北海道環境生活部野生動物対策課の坂村武さんは、エゾシカの現状と対策について報告しました。

エゾシカは1970年代以降に急増し、道内の農業被害は年間40億円以上。推定生息数は一時77万頭に達しました。現在は捕獲によって65万〜70万頭程度まで抑制されていますが、被害は依然として深刻です。

北海道は「北海道エゾシカ管理計画」に基づき、個体数を現状の半分程度に抑えることを目標にしています。その中には「捕獲個体の有効活用」も位置づけられており、食肉利用や屠体給餌も含まれています。

ただし、坂村さんは「捕獲や処理には多大なコストがかかり、税金を投入するのは難しい」と指摘。動物園向けに供給する場合でも、安価に済む取り組みではないことを強調しました。

屠体処理と衛生の壁

株式会社北海道食美樂の石崎英治さんは、屠体の処理工程について現実的な課題を語りました。

家畜と異なり、野生動物は衛生管理がされていません。寄生虫や病原体を持つ可能性があるため、屠体を利用するには厳格な処理が不可欠です。具体的には、内臓や頭部を除去し、マイナス20度で5日間冷凍したうえで、中心温度63度で30分以上の低温加熱処理を行います。こうした手間があってはじめて、感染症リスクを抑えつつ、肉質を損なわないようにできるのです。

しかし、こうした処理を行える施設が、全国で見てもわずか数カ所しかないことが、大きな制約となっています。

市民や企業の役割

北洋銀行ソリューション部の切石亮太さんは、屠体給餌を継続するには「市民や企業の理解と支援が不可欠」と訴えました。

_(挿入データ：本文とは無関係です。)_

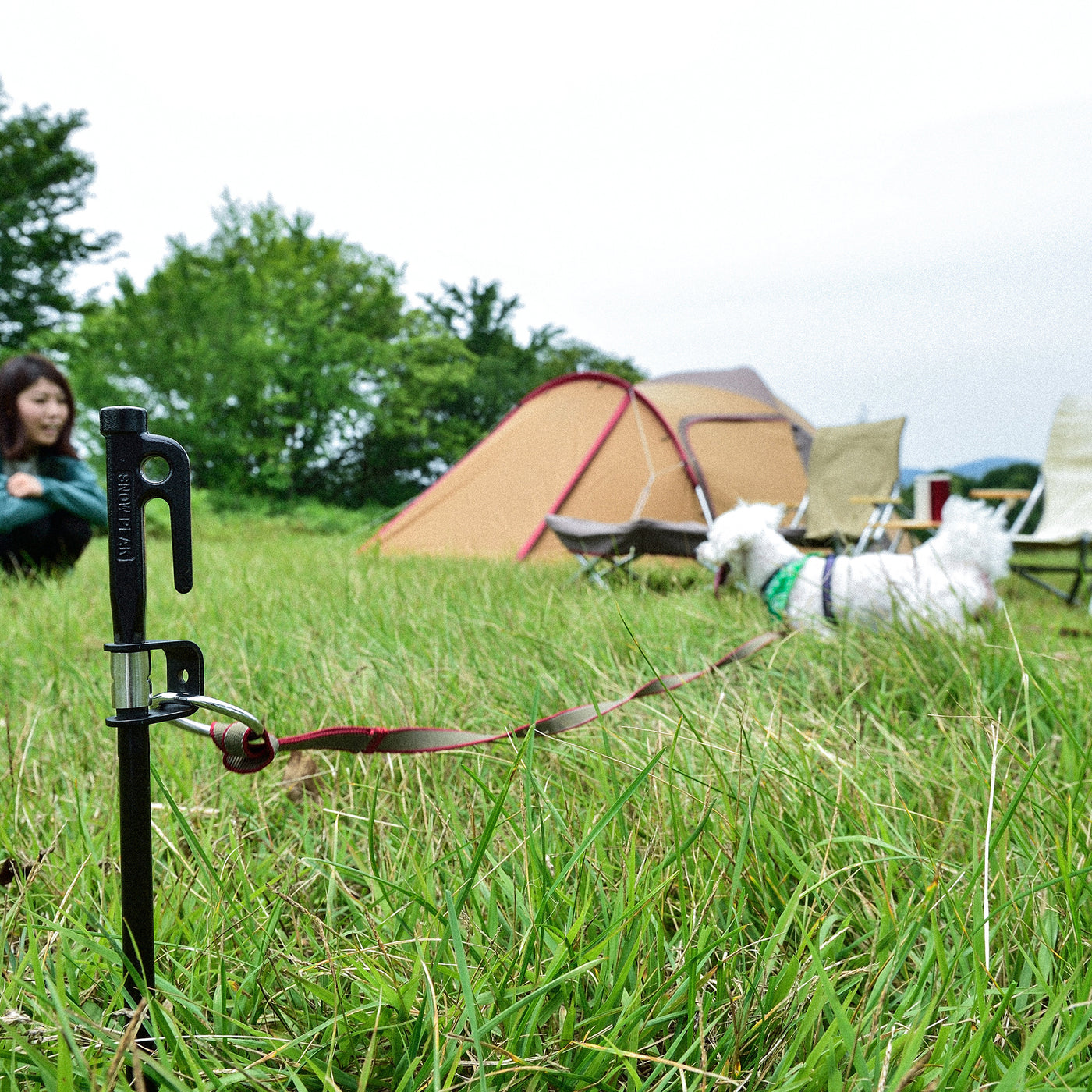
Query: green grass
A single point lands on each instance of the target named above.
(773, 878)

屠体給餌は動物園だけで完結する話ではなく、捕獲者、処理会社、行政、市民、そして企業が関わる社会的な取り組みなのです。裏を返せば、市民が支援し、動物園を応援する仕組みが整えば、屠体給餌は持続可能な活動として広がる可能性もないとは言えません。

論点の整理

後編では、屠体給餌の実践例とともに、現場・行政・企業の視点を見てきました。そこから浮かび上がるのは「立場によって評価が異なる」という現実です。

動物園にとっては動物福祉や教育効果が大きなメリットですが、行政にとっては捕獲コストの負担が重く、処理業者にとっては衛生基準の遵守が壁となります。そして、市民の理解と共感がなければ、取り組みは長続きしません。

つまり、屠体給餌は単なる「餌の話」ではなく、社会全体が野生動物問題、動物園の動物福祉などのテーマに、どのように向き合うかを問う課題だと言えます。

まとめ

屠体給餌は、命を無駄にせず、動物福祉と教育をつなぐ取り組みとして大きな可能性を持っています。しかし同時に、処理施設の不足やコスト負担、市民理解といった課題を乗り越える必要があります。

「屠体給餌を広げること」が目的なのではなく、そこから私たちが何を学び、どう共生社会を築いていくかこそが本質です。動物園での公開や情報発信を通じて、この議論がさらに広がることを期待します。